桃は傷みやすい果実だ。そのため、食べる直前まで新鮮なままでとの心遣いから生まれたライブカット。
これは王宮晩餐会などの特別な時にしか行われない方法である。何しろ客人分の侍従を用意してあたらなければならないのだから。
贅沢も極まれりな食べ方だった。
皇女殿下とは言え、数えるほどにしか経験してはいないだろう。御子の二人も知識として知ってはいたかもしれないが、実際に体験した事はないはずだ。
それを慌てる事なく、そそと実行出来る強かさ。
やはり、あの双子は別格ですね。
かくして、隠れ判定人の持つ小人さんらの裁定表には合格の二文字が捺された。
続いてダンスパーティー。ダンスは得意な双子である。
軽やかにクルクルと踊る二人に、周囲は驚嘆の眼を向けた。まるで羽根が生えているかのように音もなく滑り、浮かぶ不思議なステップ。

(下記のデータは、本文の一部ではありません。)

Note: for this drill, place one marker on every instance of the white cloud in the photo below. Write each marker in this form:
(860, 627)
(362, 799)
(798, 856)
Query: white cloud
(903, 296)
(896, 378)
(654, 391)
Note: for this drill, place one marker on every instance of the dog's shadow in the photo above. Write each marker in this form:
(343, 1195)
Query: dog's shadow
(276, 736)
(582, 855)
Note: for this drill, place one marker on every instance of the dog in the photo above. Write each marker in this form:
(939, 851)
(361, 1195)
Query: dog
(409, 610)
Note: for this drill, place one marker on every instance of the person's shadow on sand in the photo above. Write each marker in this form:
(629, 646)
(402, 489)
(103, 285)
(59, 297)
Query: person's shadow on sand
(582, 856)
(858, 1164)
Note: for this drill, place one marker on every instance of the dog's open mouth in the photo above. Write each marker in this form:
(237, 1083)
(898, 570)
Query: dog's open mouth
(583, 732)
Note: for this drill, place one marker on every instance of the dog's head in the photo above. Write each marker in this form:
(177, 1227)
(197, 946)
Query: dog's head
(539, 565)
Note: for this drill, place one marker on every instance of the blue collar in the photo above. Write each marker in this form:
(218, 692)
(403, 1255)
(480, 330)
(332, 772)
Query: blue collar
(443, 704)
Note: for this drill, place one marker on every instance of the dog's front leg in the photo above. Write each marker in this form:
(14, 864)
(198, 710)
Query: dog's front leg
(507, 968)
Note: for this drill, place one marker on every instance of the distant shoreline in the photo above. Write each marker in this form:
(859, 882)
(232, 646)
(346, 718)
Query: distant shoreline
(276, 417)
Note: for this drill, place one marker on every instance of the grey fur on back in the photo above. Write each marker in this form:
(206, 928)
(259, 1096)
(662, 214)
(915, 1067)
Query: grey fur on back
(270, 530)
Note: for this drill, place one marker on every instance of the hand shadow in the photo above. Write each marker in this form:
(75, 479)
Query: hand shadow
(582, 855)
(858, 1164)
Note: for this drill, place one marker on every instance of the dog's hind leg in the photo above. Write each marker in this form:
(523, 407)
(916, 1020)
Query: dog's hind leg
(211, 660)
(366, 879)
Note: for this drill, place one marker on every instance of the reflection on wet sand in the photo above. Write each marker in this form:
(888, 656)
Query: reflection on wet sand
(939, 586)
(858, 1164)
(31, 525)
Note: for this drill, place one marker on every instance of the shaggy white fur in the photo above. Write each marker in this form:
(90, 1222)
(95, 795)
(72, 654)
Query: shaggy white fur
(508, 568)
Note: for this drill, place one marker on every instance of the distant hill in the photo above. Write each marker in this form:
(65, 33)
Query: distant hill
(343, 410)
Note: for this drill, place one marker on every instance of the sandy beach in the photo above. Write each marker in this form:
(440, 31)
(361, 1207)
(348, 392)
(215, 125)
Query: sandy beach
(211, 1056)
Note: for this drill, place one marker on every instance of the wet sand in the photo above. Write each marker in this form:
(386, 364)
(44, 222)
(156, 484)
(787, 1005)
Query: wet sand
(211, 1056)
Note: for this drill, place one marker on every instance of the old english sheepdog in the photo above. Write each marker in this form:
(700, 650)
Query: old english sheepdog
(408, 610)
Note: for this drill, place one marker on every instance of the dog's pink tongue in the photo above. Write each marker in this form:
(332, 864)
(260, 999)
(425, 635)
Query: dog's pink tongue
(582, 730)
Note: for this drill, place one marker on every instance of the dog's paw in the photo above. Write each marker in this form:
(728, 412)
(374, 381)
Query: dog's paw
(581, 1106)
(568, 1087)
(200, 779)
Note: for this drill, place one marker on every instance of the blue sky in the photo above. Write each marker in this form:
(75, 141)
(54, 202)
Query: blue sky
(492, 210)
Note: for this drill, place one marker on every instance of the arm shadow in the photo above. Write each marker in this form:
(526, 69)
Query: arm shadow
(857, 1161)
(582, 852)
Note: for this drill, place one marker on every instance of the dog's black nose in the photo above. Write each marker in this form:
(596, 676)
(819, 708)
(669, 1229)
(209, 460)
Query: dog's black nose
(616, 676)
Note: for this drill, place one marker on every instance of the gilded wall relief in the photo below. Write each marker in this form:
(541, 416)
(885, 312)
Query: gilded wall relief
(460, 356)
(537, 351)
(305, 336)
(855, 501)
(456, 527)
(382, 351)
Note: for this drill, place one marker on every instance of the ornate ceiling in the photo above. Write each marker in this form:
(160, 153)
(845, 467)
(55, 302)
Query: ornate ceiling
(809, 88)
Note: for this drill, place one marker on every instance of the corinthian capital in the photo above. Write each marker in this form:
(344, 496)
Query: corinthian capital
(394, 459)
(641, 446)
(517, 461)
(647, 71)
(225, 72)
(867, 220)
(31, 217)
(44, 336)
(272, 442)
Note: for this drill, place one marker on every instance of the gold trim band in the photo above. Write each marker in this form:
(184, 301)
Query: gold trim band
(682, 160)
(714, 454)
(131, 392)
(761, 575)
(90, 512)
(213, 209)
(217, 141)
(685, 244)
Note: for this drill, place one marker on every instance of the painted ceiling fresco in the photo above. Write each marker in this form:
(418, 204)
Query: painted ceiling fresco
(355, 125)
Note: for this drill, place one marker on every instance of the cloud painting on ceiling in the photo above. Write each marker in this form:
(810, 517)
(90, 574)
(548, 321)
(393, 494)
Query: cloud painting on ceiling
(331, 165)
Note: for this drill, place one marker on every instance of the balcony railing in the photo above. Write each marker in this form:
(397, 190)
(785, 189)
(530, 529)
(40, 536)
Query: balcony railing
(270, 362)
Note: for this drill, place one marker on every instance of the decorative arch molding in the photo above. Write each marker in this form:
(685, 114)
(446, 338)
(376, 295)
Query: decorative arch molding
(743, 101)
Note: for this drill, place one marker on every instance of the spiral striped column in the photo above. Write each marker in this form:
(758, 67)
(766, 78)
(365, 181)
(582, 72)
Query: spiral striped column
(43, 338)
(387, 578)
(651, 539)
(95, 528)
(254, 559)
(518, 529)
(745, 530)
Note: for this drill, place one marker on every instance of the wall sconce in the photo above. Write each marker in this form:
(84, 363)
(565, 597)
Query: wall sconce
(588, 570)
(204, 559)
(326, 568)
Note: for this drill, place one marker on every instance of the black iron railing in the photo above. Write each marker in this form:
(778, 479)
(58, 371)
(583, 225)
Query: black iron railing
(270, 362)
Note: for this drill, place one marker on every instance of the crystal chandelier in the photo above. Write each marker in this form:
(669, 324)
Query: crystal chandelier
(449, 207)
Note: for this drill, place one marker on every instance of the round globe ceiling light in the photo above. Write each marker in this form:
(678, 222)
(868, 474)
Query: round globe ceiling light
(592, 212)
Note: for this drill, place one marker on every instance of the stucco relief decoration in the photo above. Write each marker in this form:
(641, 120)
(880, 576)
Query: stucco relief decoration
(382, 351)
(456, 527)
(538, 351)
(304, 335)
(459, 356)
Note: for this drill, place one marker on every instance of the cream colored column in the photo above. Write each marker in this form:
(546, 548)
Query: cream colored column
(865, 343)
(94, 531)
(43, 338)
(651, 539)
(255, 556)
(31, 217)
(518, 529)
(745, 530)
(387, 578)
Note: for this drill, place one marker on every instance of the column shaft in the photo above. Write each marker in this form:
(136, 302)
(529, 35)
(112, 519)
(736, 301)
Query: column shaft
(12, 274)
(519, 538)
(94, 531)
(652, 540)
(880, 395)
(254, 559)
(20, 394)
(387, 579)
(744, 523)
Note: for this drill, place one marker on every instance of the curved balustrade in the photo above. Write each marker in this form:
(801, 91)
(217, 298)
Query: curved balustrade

基本の型に独自の振り付けを交えたその見事なダンスは、居並ぶ教師陣をも唸らせる。
なんなくスタンプをもらい、後に行われた御茶会で中級合格をいただき、双子は晴れて上級クラスへと上がった。
「ズルいですわぁぁぁあっ!」
中級残留となったアリステアが小人さんに噛みつくのも御愛敬。
こうして全てが上級、特級となり、なるべく時間を作りたい千尋と千早は満足気に帰路につく。
「はやいとこ、全部免除にしたいね」
「せっかちだよ、ヒーロ。僕は、もっとゆっくりで良いと思うよ?」
巡礼と芝居小屋の事しか頭にない小人さん。
そして、災難は忘れた頃にやってくる。
後日、アリステアの失言の被害を被った、自業自得家がジョルジェ伯爵家に駆け込んでくるとは夢にも思っていない小人さんである。